2. Context and Motivation

  • Problem / gap.
  • Agent systems (LLM-driven loops of reasoning → acting → feedback) are widely used, but design choices—especially whether/how to coordinate multiple agents—remain driven by heuristics rather than quantitative guidance (Introduction).
  • Prior work often reports MAS improvements, but the paper argues many evaluations are conducted on non-agentic tasks (static, single-shot benchmarks) where ensembles/voting can help without the coordination burdens that appear in interactive settings (Introduction, Section 2).

  • Why it matters.

  • Real deployments (e.g., browsing, finance analysis, workflow execution, planning) require sustained environment interaction, partial observability, and adaptive strategy updates. In these settings, coordination can introduce “coordination tax” (message passing + synchronization + lossy compression of state), and errors can cascade through action chains (Introduction; Section 3.2).

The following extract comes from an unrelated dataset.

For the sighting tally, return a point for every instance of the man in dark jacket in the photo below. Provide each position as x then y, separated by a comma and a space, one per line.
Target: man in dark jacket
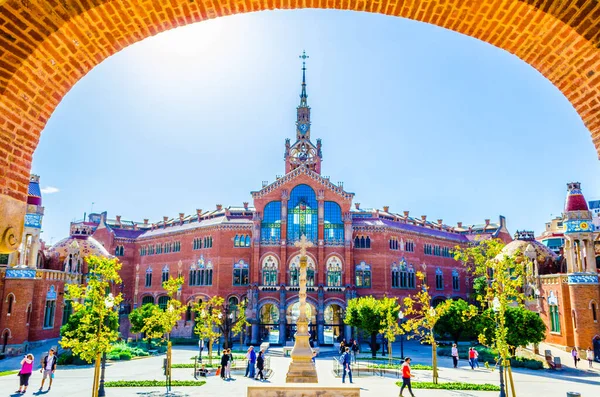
48, 368
224, 361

  • Prior approaches and shortcomings (as framed by this paper).

  • Many MAS claims implicitly assume monotonic improvement with team size (“more agents is all you need”), but the paper highlights counter-evidence: as base models get stronger, MAS gains can diminish; and interactive tasks create dynamics (overhead, fragmentation, error propagation) that static accuracy-only reporting misses (Introduction; Section 2).
  • Existing comparisons often confound architecture with prompts/tools/budgets, making it hard to attribute effects to topology itself (Introduction).

  • How this paper positions itself.

  • It introduces a more rigorous notion of agentic evaluation (three necessary properties) (Section 3.2).
  • It runs a controlled, matched-budget evaluation across architectures, tools, and prompt structures to isolate topology effects (Section 4.1; Appendix E).
  • It aims to move from categorical “architecture labels” to measurable coordination metrics that support prediction on unseen tasks/domains (Section 4.3; Table 3).

3. Technical Approach

3.1 Reader orientation (approachable technical breakdown)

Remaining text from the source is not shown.